When it comes to health, most people focus on eating right and exercise. The third piece of this puzzle is sleep. According to the National Sleep Foundation (NSF), a recent study reported 43 percent of Americans between the ages of 13 and 64 rarely or never get a good night’s sleep on the weeknights. Not getting enough sleep has been linked to a lot of health conditions, including diabetes, hypertension, and depression.
Tossing and turning in bed can be the result of many things. With the hectic world we live in, it could be related to stress and our inability to wind down.
It could be too many lights in your bedroom or technology at your bedside. Back in 2011, NSF reported about 1 in 10 people said they were awakened every night or almost every night by a text, phone call, or email notification on their phone.

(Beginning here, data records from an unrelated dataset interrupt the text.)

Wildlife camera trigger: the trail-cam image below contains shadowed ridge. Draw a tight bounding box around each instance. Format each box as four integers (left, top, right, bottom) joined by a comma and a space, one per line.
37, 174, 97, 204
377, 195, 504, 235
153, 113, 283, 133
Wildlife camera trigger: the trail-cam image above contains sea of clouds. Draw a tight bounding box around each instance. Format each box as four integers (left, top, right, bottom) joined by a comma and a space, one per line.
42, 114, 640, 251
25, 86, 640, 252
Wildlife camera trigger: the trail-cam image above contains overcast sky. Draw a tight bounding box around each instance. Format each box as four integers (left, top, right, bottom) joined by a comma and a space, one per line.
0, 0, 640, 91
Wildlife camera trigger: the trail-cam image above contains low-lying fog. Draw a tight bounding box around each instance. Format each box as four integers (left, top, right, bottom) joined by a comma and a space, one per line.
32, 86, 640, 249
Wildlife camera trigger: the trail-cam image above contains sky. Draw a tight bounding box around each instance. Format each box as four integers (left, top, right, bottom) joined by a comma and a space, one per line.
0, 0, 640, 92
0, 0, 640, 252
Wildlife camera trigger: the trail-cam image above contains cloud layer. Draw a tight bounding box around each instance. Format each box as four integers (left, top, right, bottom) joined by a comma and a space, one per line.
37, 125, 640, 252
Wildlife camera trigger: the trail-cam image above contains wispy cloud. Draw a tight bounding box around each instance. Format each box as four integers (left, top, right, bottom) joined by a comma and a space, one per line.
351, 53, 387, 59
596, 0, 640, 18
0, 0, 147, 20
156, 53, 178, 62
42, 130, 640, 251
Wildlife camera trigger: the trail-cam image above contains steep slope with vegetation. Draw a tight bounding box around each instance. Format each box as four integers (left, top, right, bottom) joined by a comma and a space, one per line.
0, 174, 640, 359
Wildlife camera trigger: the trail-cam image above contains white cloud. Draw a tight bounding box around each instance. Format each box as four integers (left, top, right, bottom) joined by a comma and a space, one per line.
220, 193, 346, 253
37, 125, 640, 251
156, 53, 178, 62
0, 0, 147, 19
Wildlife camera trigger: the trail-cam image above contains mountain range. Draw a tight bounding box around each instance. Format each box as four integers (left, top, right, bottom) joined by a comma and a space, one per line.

The wrong type of alarm clock could play a role as many people wake up in the middle of the night and seeing what time it is causes worrying about how much time there is left to sleep, or about oversleeping.
There is a correlation with our sleep patterns and waistlines. When we are short on sleep, it’s easier to skimp on exercise because we are tired.
We reach for the large coffees, sugary foods and drinks, and typically unhealthy fare to give us energy to get through the day. Not only that, but these foods are usually consumed in larger portions. Why? A lack of sleep affects our hormones — we produce more of the hormone that tells us to eat (ghrelin), and less of the one that says we are full (leptin).
What foods can disrupt our sleep and what can we do about them?
- A cheesy meal contains an amino acid that stimulates norepinephrine, which constricts your blood vessels and raises your blood pressure.
- Spicy or fatty foods can intensify heartburn. Both these and high fiber foods cause our bodies to spend more energy trying to digest these foods making it hard to relax when our digestive tracts are working overtime.
- A nightcap might help you fall asleep, but you’ll have less quality sleep. Just one drink before bed can relax your muscles enough that you’ll have more snoring and tossing and turning since it prevents you from entering the deeper stages of sleep.
- Exercise is an important aspect to overall health, with its timing being just as important. Being active before bedtime can result in a poor night’s sleep as your muscles are still active and your body temperature is still high. Try working out at least three hours before bedtime.
- Caffeine stimulates our minds. It’s best not to consume caffeine tooclose to bedtime as its stimulant effect stays in your system up to five to six hours.
Eating right, exercise, and getting adequate sleep are all important aspects to our health. Knowing how our food and drink affects our bodies can help keep us alert throughout the day and avoid excessive drowsiness.